The assault weapon the Orlando killer bought 11 days ago was a Sig Sauer MCX.
He bought it and a Glock 17 pistol legally, even though he'd been on and off the FBI watch list for suspected terrorists twice. The last time was in 2014.
What's more -- under current law, had he actually been on the watch list or even the smaller no-fly list at the time of his purchase, no law would have automatically stopped him from making a purchase.
That's because right now the laws bar felons, fugitives, illegal immigrants or juveniles, for example, from buying guns -- but not suspected terrorists.
FBI data show that people who were on the terror watch list last year were involved in background checks 244 times, and in 223 of those cases the firearm purchases went ahead. That's a 91 percent approval rate.
Now in the aftermath of Orlando, both presumptive presidential nominees are talking about toughening the laws.
"If you're too dangerous to get on a plane, you're too dangerous to buy a gun," Hillary Clinton said.
And Donald Trump tweeted that when he next meets with the National Rifle Association, he'll talk about "not allowing people on the terrorist watch list or the no fly list to buy guns."
In Congress, Senator Chris Murphy launched a filibuster to force a vote on gun control legislation.

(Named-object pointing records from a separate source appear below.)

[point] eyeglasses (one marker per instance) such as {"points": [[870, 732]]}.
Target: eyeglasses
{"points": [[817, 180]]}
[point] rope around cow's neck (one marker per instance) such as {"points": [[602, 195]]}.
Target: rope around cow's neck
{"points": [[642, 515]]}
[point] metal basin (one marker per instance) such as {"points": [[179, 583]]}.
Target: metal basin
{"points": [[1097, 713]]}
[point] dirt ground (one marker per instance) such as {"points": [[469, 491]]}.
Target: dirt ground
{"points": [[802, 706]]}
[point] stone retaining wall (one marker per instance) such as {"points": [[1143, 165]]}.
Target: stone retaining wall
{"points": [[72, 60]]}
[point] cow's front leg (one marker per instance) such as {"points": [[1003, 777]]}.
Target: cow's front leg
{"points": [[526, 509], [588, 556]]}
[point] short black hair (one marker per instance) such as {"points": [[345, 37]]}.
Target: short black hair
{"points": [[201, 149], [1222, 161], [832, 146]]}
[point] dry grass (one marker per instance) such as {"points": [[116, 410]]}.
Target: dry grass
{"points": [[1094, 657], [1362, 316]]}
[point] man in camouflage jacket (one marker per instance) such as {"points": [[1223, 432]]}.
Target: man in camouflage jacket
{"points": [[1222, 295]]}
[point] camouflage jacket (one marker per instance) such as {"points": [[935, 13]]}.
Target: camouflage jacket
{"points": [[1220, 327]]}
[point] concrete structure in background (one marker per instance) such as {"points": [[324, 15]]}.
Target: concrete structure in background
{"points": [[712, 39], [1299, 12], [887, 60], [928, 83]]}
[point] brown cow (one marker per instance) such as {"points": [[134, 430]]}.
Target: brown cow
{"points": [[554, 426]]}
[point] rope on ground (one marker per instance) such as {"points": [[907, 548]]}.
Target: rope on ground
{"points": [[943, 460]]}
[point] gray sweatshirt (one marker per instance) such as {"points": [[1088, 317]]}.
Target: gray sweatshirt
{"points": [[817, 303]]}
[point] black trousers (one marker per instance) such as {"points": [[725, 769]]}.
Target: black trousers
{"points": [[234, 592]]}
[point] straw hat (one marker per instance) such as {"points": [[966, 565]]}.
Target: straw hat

"I've had enough of the ongoing slaughter of innocents," he said, "and I've had enough of inaction in this body."
Some in Congress worry that law-abiding citizens on the list by mistake would be blocked from buying protection. And yet, of 323 million Americans, there are just 25,000 on the watch list and 6,400 on the no-fly list. So cases of mistaken identity would involve a small portion of the population.
But there is another concern voiced by FBI director James Comey that if a suspected terrorist is blocked from buying a weapon, it might tip him off that the FBI is on his trail.